Спустя много лет я узнал, что подобные приступы смеха случаются вследствие нервного перенапряжения. Тогда же это событие стало для меня столь тяжелым переживанием, что я перестал посещать синагогу. Не говоря уже о том, что начавшаяся вскоре трудовая жизнь и не оставляла мне свободных суббот, я испытывал стыд и сокрушался по поводу собственной незрелости.
Мы, дети, еще избегали думать о немыслимом, но чуть позже, после случая с тетей Фанни, мне уже было не избавиться от сгущавшихся, словно тучи, мрачных предчувствий. Однако реального представления о творившемся в лагерях смерти никто из нас не имел.
Я все больше сомневался в том, что Бог действительно существует и ведет себя именно так, как это кажется людям. Его «лик» преобразился. Лишь несколько лет спустя, читая «Этику» Спинозы, мне вновь удалось связать свои мысли и чувства с чужим представлением о Боге. Он теперь все меньше ассоциировался у меня с религиозными обрядами и стал гораздо ближе, когда я снял филактерии и талес. Произошло нечто совершенно противоположное тому, от чего меня настоятельно предостерегал раввин. «Плащ» иудаизма, который, по его мнению, было скинуть тем легче, чем теплее ветер судьбы, я снял, когда потянуло ледяным холодом. Сейчас я понимаю, что иудаизм вообще не «плащ», который можно надевать и снимать по своему усмотрению.

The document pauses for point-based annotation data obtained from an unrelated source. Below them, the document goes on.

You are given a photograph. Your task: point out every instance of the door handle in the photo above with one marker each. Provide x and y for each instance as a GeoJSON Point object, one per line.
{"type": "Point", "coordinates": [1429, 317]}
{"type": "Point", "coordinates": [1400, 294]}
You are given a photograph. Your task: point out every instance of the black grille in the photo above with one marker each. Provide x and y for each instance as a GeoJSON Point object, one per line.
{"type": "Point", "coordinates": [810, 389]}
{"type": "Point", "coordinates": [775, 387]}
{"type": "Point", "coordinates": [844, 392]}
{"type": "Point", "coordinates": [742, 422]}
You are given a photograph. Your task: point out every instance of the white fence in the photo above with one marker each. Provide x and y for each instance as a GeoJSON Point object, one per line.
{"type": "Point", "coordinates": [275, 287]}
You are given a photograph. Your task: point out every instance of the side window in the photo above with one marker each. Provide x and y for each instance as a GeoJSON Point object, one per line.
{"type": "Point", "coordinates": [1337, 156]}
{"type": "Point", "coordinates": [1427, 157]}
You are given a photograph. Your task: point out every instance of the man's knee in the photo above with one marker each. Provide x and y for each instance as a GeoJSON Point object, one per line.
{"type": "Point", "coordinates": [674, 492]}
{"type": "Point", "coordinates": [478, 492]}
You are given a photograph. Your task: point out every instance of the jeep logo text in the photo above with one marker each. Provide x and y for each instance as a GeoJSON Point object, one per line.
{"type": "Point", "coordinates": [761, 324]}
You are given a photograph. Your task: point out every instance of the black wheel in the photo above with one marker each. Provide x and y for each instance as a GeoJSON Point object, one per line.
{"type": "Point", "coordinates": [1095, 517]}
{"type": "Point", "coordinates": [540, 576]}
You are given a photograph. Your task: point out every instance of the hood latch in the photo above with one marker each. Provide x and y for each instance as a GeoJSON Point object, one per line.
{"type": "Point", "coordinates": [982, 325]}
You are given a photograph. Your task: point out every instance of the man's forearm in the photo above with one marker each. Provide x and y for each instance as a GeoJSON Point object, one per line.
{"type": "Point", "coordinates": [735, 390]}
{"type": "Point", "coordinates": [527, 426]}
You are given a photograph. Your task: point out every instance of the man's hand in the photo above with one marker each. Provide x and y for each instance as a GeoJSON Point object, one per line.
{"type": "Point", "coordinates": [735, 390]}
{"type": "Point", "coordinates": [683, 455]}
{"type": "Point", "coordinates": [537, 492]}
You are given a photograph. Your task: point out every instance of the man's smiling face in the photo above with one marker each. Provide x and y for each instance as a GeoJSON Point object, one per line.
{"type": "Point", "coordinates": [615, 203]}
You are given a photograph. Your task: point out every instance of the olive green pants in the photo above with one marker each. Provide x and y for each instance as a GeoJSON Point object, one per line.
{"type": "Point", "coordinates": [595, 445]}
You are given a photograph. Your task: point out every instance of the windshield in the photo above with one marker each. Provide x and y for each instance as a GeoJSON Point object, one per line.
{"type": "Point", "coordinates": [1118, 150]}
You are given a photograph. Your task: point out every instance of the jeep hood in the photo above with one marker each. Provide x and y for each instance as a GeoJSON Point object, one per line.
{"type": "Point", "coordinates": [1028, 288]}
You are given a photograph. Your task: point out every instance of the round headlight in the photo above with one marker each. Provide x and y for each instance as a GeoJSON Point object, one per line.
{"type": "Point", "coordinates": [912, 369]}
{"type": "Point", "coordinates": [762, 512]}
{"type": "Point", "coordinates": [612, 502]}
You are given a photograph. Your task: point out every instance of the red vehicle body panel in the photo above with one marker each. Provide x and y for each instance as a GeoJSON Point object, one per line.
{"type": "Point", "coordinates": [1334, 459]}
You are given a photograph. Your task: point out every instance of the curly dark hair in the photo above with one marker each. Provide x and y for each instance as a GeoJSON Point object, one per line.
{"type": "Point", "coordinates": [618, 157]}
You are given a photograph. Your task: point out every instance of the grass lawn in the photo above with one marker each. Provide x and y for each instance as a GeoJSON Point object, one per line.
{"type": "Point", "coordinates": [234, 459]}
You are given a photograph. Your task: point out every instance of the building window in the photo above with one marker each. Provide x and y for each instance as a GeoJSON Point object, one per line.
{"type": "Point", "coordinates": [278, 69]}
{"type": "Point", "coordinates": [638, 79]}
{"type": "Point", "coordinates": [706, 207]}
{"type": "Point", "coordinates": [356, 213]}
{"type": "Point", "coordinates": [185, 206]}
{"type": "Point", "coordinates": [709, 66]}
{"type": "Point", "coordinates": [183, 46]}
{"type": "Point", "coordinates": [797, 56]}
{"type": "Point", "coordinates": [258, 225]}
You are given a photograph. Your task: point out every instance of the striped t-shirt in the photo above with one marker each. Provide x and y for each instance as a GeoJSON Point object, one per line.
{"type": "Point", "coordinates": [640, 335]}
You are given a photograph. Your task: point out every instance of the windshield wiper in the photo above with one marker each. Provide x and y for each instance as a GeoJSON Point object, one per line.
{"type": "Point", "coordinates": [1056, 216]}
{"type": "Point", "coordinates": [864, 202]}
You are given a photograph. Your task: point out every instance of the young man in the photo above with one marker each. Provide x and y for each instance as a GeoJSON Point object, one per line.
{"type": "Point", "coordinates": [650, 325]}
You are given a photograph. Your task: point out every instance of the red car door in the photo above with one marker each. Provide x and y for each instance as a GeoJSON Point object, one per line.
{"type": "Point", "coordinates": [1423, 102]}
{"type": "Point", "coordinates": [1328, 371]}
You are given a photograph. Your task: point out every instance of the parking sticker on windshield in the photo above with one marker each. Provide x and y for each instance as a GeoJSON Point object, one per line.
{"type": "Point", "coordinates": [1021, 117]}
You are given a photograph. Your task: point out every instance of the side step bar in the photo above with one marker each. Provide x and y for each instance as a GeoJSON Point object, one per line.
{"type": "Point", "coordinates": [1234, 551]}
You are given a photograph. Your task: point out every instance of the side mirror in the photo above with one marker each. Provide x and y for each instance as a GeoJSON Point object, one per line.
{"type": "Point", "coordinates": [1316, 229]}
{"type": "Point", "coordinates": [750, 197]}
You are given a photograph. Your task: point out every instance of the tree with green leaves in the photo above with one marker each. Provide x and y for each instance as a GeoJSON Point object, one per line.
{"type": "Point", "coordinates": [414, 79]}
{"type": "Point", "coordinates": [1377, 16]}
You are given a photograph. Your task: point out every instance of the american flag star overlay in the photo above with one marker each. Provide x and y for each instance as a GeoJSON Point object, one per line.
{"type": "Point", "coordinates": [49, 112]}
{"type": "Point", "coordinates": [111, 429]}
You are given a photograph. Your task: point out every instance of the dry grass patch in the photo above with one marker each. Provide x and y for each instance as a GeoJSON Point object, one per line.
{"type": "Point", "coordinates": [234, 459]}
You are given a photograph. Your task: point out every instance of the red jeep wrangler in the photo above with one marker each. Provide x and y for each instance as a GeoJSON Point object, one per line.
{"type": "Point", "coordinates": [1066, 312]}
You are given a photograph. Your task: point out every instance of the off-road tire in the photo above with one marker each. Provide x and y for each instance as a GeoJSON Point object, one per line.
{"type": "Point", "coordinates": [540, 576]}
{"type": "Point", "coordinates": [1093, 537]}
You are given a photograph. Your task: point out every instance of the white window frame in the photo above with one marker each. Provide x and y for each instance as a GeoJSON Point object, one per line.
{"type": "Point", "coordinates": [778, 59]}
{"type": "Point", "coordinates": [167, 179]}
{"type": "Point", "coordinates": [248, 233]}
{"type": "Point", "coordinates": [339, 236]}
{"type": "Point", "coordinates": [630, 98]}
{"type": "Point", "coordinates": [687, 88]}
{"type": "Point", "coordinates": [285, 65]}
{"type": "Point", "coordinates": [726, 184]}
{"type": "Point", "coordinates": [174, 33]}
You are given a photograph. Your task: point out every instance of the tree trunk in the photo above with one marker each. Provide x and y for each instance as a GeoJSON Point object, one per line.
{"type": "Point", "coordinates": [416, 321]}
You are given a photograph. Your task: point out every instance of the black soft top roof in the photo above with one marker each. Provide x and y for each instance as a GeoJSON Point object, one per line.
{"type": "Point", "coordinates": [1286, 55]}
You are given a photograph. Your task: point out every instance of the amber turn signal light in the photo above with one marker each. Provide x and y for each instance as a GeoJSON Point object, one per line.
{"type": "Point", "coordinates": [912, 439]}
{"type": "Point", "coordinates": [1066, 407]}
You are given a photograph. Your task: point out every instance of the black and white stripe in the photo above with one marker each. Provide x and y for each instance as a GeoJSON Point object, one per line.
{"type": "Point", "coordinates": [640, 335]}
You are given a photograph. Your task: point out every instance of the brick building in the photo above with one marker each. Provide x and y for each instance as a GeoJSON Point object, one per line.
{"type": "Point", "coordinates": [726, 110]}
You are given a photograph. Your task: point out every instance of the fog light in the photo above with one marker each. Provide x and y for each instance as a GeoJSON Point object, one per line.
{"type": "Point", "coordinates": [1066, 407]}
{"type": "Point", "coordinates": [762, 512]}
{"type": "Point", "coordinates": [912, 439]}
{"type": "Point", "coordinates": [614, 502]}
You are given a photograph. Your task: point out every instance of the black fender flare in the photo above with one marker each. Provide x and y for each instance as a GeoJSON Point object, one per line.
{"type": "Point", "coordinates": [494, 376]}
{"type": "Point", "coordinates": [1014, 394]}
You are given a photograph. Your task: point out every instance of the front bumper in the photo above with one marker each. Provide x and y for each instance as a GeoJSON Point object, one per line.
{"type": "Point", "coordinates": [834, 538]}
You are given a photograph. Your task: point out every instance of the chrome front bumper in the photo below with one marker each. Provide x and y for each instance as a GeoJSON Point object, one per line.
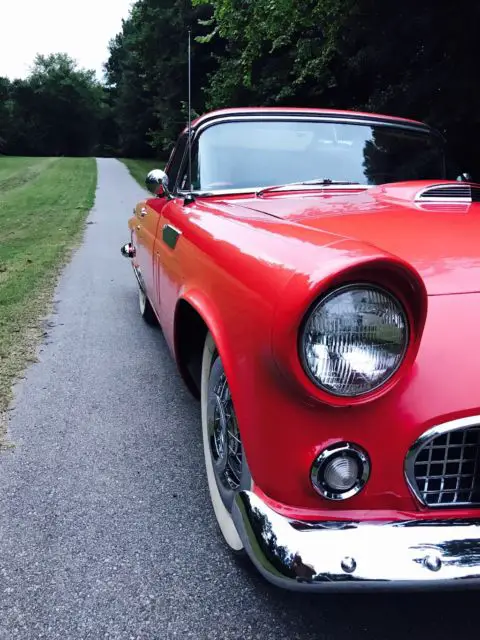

С тою же партией евреев, с которой нас покинула фрейлейн Тройхерц, полагалось отправиться известному и уважаемому в городе ортопеду доктору Киве. При регистрации, однако, обнаружилось его отсутствие, и меня послали выяснить, в чем дело. (Это поручение стало причиной, по которой я впоследствии никогда не провожал евреев на сборный пункт, не прощался с ними и не помогал им нести вещи.) Когда я позвонил в квартиру доктора Киве, мне открыла его приветливая жена. Она проводила меня к седому врачу, которого в Кенигсберге называли «добрым богом со Штайндамма». Когда я сказал, что мне велено напомнить ему об обязанности явиться на сборный пункт, доктор не выразил никакого беспокойства и лишь попросил передать, что он нетранспортабелен. Из-за постоянного облучения рентгеновскими лучами, от которых еще не существовало удовлетворительной защиты, его руки были поражены раковыми язвами и выглядели ужасно. Как ни странно, чиновники приняли его объяснение. Но, насколько мне известно, вскоре доктор Киве покончил жизнь самоубийством. (Не понимаю, почему он вообще оказался в списке депортируемых, ведь его жена была христианкой. Подозреваю, что он хотел защитить ее и расторг брак перед уже запланированным самоубийством.)
Депортация евреев, не занятых на предприятиях, важных в военном отношении, и постоянное использование нас, школьников, в качестве посыльных гестапо — все это побудило нас с мамой принять решение о досрочном прекращении моего обучения и об устройстве на одно из таких предприятий. Мой школьный товарищ Бернд Леви уже поступил подобным образом и с удовлетворением рассказывал о своей работе на фабрике зеркал. Он считал, что лучше чему-нибудь научиться, чем в четырнадцать лет против своей воли оказаться на химической фабрике. Так поступил и я: устроился учеником в столярную мастерскую Лембке.